Directed by the marvellous Rebecca Frecknall this production stars the excellent Patsy Ferran as Alma, an unmarried highly-strung minister's daughter who experiences a complicated, transformative romance with John, the wild undisciplined young doctor who grew up next door, played by the equally excellent Matthew Needham.
It's the heat of summer and Alma is trapped between desire and fear in a life of obligation. Her world turns upside down in the search for salvation.
Alma and John's spiritual/sexual romance nearly blossoms a number of times. She, ineffably refined, identifies with the Gothic cathedral, "reaching up to something beyond attainment"; her name, as Williams makes clear during the play, means "soul" in Spanish; whereas John, doctor and sensualist, defies her with the soulless anatomy chart.
As the play progresses, however, John and Alma seem to trade places philosophically. She transforms beyond modesty. She even throws herself at him, saying, "now I have changed my mind, or the girl who said 'no', — she doesn't exist anymore, she died last summer — suffocated in smoke from something on fire inside her.". But he has changed too. He is engaged to settle down with a respectable, younger girl; and, as he tries to convince Alma that what they had between them was indeed a "spiritual bond", she realises, in any event, that it may be too late. In the latter scenes, Alma accosts a young traveling salesman at dusk in the town park.
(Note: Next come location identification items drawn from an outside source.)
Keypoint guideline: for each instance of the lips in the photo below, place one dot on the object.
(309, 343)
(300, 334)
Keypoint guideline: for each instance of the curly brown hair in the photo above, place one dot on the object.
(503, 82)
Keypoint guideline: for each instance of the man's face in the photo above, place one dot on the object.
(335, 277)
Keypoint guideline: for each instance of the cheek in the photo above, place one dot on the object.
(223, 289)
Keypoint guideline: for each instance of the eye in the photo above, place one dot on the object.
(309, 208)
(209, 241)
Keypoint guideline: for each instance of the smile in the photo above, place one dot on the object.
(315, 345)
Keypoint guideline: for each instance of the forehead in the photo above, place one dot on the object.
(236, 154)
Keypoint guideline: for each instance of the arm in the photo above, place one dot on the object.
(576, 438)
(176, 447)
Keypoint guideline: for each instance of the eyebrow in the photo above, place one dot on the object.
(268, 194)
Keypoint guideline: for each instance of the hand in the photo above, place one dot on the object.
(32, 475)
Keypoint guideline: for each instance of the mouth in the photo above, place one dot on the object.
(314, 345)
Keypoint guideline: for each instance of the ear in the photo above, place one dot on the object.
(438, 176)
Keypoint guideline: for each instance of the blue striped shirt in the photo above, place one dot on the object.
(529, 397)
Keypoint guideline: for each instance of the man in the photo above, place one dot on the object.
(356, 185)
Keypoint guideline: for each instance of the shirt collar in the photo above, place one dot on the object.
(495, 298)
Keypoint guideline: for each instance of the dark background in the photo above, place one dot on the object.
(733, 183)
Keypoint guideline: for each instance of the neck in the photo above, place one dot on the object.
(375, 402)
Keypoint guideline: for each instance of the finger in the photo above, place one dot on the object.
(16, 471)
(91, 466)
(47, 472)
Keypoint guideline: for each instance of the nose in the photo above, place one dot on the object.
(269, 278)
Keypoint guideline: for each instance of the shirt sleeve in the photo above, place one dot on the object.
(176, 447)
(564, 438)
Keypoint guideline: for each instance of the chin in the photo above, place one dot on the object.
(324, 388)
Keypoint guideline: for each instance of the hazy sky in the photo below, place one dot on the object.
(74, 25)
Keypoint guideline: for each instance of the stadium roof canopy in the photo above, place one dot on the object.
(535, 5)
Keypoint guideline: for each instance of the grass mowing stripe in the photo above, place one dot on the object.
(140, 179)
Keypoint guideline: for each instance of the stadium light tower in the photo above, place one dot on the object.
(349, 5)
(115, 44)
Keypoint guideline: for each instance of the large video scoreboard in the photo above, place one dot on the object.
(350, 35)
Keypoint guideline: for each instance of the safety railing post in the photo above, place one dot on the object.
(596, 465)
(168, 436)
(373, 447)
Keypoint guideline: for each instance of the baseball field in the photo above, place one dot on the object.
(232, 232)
Will she follow her new-found lusts to enjoy the "after-dark entertainment" at Moon Lake Casino, where she had resisted John's attempt to seduce her the summer before, or will she keep her "soul" pure?
It's a joyous, intoxicating, delicious treat about love, loneliness and self-destruction.
Incidentally the play was made into a film back in 1961 and got four Oscar nods including one for Geraldine Page as Best Actress.